The Camp Fire, in northern California, has killed at least 71 people.
More than 1,000 people are reported to be missing, although officials say that figure could fluctuate.
Speaking in the town of Paradise, Mr Trump described the scene as "sad to see" and revisited his disputed claim poor forest management was to blame.
"We do have to do management maintenance and we'll be working also with environmental groups, I think everyone's seen the light," he said.
"I don't think we'll have this again to this extent," he added.
Experts have pointed to the weather, climate change and population shifts as bigger causes of the wildfires.
Heavy rain is forecast next week that could douse the flames but also bring mudslides and floods on hillsides stripped of vegetation.
What kind of welcome did President Trump get?

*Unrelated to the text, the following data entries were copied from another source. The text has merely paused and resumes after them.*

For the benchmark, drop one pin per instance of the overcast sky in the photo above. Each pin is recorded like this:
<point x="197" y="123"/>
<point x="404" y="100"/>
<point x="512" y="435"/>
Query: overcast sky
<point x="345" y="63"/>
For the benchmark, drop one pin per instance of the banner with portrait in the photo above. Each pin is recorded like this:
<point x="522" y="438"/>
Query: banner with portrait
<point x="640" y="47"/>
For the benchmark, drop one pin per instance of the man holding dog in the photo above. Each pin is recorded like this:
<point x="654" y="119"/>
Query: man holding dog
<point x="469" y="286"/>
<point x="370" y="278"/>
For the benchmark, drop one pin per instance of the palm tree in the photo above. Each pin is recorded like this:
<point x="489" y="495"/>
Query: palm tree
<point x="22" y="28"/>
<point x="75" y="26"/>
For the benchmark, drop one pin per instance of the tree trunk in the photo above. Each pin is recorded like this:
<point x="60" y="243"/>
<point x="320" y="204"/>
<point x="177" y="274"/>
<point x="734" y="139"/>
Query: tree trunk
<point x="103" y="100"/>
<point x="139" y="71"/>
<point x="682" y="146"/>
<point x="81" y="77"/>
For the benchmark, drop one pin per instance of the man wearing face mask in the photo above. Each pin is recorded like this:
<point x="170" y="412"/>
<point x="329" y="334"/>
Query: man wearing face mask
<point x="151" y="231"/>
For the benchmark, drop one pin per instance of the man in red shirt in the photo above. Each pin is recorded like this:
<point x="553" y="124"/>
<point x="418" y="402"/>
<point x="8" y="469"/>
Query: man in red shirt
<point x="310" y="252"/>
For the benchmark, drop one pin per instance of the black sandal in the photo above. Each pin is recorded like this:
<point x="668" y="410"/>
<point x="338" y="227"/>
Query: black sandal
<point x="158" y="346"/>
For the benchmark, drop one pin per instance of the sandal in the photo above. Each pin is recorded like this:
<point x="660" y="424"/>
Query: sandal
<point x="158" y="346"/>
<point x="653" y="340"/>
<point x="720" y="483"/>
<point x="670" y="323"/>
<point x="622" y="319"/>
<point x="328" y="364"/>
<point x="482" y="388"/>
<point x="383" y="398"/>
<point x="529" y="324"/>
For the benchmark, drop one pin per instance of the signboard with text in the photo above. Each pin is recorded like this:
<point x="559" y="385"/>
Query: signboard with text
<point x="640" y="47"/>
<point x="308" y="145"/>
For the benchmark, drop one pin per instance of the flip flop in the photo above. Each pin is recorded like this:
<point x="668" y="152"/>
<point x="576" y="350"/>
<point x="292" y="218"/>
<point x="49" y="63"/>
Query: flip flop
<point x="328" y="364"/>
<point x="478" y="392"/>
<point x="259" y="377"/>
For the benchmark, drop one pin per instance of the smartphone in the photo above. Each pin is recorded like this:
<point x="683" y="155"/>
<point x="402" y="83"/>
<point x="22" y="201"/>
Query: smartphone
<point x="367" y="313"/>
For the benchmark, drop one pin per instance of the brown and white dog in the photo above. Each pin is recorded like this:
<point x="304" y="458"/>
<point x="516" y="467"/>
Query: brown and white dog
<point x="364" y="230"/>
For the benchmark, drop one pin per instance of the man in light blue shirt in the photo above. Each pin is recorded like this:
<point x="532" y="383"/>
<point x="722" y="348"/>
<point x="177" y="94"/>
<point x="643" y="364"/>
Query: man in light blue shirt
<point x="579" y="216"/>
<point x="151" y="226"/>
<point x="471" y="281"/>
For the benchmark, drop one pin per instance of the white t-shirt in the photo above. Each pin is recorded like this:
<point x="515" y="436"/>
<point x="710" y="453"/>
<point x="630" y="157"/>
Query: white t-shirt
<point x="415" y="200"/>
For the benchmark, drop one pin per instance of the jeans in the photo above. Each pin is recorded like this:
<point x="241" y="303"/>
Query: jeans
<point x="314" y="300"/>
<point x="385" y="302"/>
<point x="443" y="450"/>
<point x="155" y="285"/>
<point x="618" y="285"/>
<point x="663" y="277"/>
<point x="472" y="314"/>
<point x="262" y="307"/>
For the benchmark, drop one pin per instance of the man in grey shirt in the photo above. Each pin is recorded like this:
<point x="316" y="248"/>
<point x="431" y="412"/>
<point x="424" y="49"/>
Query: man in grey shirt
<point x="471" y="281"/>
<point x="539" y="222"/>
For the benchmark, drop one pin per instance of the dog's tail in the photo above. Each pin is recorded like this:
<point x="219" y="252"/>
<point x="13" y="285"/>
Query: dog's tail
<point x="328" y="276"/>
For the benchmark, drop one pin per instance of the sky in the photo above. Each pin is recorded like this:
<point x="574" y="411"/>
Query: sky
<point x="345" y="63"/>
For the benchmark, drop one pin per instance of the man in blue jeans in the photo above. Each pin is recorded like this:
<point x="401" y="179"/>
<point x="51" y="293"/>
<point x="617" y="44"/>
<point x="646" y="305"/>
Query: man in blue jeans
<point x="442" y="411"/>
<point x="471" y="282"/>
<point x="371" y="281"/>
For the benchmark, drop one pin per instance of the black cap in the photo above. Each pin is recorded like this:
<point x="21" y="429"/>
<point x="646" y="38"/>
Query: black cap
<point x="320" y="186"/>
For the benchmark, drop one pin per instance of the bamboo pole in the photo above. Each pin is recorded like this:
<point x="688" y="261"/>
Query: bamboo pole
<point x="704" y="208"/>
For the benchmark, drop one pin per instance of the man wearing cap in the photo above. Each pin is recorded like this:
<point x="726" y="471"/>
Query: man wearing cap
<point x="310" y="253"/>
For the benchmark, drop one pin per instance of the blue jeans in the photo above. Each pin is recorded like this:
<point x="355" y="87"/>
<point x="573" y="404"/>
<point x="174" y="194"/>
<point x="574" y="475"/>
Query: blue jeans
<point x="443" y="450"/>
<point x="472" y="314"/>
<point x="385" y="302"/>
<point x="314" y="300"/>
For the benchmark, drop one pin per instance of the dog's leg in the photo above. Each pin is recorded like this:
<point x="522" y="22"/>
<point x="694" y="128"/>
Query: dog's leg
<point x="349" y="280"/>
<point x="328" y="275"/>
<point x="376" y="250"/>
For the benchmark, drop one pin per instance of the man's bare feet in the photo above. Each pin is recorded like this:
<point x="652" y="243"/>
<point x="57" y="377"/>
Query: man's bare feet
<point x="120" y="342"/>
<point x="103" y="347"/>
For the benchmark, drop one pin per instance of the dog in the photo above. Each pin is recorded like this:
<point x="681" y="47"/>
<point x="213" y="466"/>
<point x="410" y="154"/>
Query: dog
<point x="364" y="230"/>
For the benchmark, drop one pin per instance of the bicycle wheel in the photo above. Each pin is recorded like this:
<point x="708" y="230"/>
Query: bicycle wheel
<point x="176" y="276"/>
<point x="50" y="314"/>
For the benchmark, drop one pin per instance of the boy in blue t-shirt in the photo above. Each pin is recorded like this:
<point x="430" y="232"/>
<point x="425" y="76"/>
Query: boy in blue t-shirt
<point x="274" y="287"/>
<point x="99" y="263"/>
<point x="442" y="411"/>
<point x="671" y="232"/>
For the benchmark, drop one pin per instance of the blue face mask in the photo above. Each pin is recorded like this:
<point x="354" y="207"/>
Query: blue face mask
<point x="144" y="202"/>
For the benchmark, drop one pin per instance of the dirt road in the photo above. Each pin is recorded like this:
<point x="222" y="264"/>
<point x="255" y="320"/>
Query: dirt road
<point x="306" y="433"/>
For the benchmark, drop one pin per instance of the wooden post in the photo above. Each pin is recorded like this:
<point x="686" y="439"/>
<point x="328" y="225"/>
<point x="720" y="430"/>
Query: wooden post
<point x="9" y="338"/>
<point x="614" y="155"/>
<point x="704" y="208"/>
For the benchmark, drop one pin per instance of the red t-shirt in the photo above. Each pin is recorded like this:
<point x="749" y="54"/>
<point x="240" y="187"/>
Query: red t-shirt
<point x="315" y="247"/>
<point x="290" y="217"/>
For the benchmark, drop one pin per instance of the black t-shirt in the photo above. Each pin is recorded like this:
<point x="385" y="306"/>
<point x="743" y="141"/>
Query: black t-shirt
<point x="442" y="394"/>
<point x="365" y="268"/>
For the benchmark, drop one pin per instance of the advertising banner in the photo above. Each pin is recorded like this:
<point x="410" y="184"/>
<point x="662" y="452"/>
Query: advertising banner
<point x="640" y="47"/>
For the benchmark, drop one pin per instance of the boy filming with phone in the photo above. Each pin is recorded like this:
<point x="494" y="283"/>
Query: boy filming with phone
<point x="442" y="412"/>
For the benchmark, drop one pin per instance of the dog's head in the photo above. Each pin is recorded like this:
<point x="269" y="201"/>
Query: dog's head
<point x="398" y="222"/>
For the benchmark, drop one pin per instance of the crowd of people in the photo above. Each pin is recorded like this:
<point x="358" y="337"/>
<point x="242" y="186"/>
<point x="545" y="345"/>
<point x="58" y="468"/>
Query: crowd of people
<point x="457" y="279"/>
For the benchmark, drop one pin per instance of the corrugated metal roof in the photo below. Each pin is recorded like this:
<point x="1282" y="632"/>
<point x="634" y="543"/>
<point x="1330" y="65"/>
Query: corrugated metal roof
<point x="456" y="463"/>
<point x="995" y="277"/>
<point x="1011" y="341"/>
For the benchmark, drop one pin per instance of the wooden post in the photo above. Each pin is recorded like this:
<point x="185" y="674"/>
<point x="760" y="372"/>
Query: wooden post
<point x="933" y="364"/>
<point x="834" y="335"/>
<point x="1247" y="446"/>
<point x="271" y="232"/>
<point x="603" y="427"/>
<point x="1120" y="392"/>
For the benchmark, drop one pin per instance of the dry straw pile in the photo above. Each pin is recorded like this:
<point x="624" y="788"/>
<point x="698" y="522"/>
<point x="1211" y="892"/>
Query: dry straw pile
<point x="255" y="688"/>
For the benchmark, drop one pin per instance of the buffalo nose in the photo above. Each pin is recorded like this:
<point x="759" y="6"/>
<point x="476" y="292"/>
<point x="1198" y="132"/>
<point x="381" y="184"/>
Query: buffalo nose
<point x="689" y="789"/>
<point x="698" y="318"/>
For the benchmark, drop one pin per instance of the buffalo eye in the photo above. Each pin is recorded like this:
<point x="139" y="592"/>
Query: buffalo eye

The US president was greeted by Governor Jerry Brown and his successor Gavin Newsom, both of whom are Democrats and have sparred with Mr Trump over the wildfires.
"Now is a time to pull together for the people of California," Governor Brown tweeted.
What's the latest on the Camp Fire?
The death toll rose to 71 on Friday after more bodies were found in Paradise, which has been all but destroyed by the fire.
Military troops are assisting forensics teams and cadaver dogs as they continue to search for human remains eight days on after the Camp Fire first broke out.
Butte County Sheriff Kory Honea put the number of people unaccounted for at 1,011, a sharp leap from the 631 reported just 24 hours earlier.
Some of those on the list may be fine but unaware they have been reported missing, or unable to call, authorities say.
The Camp Fire is now about 50% contained but fire officials say they may not have it fully under control until the end of the month.
Historically, California's "wildfire season" started in summer and ran into early autumn - but experts have warned that the risk is now year-round.
Low humidity, warm winds, and dry ground after a rain-free month have produced a prime fire-spreading environment.